Ghostrunner is back in this sequel to the rogue-lite runner where being quick is your superpower. Or at least that’s how I feel the superpower is. Because in this game, just like in the first Ghostrunner, you have to move quickly enough that you don’t get hit by any enemy or obstacles. At the same time, you can also kill most of the enemies with one hit.
For anyone who has played the first game, you all will know what you are getting into. For those that don’t, well, you don’t really know what you are getting into. The unique thing about this game is that one mistake could cost your life because it only takes one shot to see that “Game Over” screen.
The start of the game takes you through a tutorial of the game. And not before long you will know how unforgiving this game can be as you taste your first defeat. Controls from the first game are retained so anyone who is a veteran from the first game will not find it hard to get used to the controls. On the other hand, just because you’re new to the game doesn’t mean it’s hard to master the controls. The game does need you to have very quick reflexes and being able to make split-second decisions as the game tries to throw everything at you and the kitchen sink.
Ghostrunner II is just like its predecessor in so many ways but with a few little improvements that make it stand out as a game on its own. I didn’t really play that much of the first Ghostrunner because of how demanding the game was in terms of skill and accuracy. There were also too many screen shakes for me to handle before I would puke all over my bedroom.
It seems that Ghostrunner II has learned a lot from its predecessor as the controls are much more slicker this time around. Buttons are more responsive, and reaction time is quicker than before. It made the game seem easy in that respect because timing is everything in this game. But at the same time, if you slow down and try to take in all the sights in this world, you will just end up as a stain on someone else’s blade.
Where the first Ghostrunner focused on the world-building, Ghostrunner II is focusing on new and improved ways to tackle each level of the game. The game now has a hub of sorts where you can relax in between levels to enhance your character. In the hub, there is a console you can interact with where you can buy mod chips to enhance your character.
You can then use these chips and install them into your motherboard slots. You start off with a single slot but you can increase the number of slots by finding memory shards. Memory shards will be hidden throughout the game levels for you to find. The more shards you find, the more memory slots you can use on your motherboards.
The currency in this game is based on how quickly or how impressive you can kill enemies. There is also a multiplier that increases the amount of points that you can get. These points that you get are the ones you can use on the console to purchase the mod chips. I really like how your character can be enhanced now with different kinds of abilities and skills. It makes the game more complex in terms of being able to decide on which mods to bring in each level.

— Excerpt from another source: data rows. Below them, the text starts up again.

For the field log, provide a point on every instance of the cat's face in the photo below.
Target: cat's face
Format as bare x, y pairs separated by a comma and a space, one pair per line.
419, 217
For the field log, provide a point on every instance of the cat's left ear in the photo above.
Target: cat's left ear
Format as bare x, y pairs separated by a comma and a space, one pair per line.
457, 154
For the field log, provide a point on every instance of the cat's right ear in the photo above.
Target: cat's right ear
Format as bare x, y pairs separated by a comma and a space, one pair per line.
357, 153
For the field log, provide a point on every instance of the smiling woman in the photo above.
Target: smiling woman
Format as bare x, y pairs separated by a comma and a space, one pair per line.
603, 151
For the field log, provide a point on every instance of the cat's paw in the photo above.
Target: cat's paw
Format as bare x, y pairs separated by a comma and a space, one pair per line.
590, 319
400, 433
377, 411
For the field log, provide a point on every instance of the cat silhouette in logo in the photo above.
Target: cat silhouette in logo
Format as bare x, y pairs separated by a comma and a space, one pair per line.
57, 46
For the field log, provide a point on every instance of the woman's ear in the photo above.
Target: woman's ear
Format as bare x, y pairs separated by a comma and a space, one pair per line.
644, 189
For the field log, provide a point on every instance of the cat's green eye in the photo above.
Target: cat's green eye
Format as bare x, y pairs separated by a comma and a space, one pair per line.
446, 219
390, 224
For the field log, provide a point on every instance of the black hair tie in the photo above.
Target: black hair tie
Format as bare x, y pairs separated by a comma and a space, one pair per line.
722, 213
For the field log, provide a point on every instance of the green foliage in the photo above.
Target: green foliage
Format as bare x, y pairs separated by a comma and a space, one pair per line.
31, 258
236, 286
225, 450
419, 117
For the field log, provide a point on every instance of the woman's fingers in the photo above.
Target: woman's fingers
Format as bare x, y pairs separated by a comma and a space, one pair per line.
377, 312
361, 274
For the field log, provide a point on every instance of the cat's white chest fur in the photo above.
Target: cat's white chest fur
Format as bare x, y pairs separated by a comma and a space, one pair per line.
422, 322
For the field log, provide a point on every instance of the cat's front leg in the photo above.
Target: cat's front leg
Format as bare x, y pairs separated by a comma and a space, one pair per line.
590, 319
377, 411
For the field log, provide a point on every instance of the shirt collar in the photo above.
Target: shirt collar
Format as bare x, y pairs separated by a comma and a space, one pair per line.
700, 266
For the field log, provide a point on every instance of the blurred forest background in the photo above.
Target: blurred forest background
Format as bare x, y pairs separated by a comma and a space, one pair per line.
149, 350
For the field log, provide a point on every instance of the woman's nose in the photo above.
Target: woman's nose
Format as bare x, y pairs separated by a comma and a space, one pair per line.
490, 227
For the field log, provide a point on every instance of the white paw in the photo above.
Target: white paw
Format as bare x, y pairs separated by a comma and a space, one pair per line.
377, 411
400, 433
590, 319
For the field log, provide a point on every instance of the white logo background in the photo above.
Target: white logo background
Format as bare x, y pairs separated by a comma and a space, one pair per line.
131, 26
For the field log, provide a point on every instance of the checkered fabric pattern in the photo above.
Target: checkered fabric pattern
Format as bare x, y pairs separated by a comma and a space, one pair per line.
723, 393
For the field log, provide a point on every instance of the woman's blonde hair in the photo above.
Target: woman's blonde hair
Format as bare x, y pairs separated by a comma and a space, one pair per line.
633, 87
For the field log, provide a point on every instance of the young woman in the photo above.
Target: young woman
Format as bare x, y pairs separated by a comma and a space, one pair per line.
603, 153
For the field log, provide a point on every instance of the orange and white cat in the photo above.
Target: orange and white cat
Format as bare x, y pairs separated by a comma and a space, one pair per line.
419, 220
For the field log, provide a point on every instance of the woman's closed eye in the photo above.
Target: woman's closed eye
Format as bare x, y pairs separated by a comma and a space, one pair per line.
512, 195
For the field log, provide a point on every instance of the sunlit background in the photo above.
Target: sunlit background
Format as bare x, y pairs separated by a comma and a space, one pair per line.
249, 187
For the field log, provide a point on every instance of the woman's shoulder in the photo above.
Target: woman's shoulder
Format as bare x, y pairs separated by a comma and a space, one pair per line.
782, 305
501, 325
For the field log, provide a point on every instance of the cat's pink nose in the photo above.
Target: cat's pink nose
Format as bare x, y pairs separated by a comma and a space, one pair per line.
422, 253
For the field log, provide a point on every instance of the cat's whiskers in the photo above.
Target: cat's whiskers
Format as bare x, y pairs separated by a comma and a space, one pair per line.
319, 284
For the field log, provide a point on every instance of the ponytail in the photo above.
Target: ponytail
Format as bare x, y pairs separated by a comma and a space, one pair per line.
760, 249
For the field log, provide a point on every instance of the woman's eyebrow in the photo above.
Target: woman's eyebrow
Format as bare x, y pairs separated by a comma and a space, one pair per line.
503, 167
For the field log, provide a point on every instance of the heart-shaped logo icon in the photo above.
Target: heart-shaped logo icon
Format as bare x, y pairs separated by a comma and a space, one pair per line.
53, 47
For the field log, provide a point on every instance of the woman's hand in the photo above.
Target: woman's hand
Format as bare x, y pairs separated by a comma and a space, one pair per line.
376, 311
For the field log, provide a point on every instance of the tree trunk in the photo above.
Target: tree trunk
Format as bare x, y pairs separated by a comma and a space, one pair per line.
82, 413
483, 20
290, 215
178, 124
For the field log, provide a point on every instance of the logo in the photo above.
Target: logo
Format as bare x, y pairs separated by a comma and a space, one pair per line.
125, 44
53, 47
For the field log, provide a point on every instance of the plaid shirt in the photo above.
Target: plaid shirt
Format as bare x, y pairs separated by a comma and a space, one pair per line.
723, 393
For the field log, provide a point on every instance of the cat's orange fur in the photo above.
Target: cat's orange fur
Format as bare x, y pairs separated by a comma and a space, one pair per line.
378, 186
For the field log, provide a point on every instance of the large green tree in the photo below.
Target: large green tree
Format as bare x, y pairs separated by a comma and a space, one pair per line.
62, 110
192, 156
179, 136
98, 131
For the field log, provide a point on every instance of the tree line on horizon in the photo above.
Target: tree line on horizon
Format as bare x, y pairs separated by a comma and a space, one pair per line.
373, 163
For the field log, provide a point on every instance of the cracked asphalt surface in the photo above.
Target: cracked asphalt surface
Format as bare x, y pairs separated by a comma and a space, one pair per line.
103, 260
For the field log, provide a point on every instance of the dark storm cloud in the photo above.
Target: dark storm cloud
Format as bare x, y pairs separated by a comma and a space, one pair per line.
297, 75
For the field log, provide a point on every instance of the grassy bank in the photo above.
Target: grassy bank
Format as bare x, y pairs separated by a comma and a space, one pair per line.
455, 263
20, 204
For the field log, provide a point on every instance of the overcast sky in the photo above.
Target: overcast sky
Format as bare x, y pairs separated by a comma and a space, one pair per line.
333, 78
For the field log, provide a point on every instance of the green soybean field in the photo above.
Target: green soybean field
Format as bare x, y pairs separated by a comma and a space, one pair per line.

This game also has bosses, and it is interesting because the bosses will have their health bars, but you will still get killed in one shot during boss fights. You might think this is a bit unfair but because of how fast-paced this game is, being able to think on your feet can actually put the odds in your favor. The bosses, like in any other games, will still have patterns, and being able to read those patterns and knowing when to strike can really help you along the way. The boss fights will also have checkpoints where if you are able to damage the boss for a certain amount, the game will create a checkpoint that will reset you at that boss’ health bar should you be defeated during the fight. Any gamer who is up for a challenging and interesting boss fight will definitely want to check this game out.
The level designs are really good and challenging. There are areas where you are given the freedom to choose how to tackle it best. Whether you swing head on to your enemies to the right, or go straight to the center of the arena and kill the more threatening enemy there. The strategies are endless when it comes to these areas.
The audio and music for this game are also great. I really love how when you are slicing through enemies you get accompanied by electric cyberpunk-ish music setting the mood and making you feel the adrenaline rush. The graphics are better than ever and have improved over the previous game. The detail in the environment is really great, and everything pops out with the neon lights and colors. The character models do not seem to reflect this, though, as they seem to be rougher around the edges.
Overall, Ghostrunner II is a fun sequel that enhances the experience of a game that was already fun. However, removing all of this and stripping it down to the core mechanics of the game leaves you with a copy of the exact same game as before. Sure, there may have been a few additions and enhancements to the game, but whether this would be enough to compel you to buy the game is another story if you are after the game’s story though there is no doubt that you would want to buy and play this game. But if you were expecting something more out of it, then maybe you are better off playing another game.
When the issues of a game are rolled and stomped by its greatness, then it’s something to invest in if you have some spare.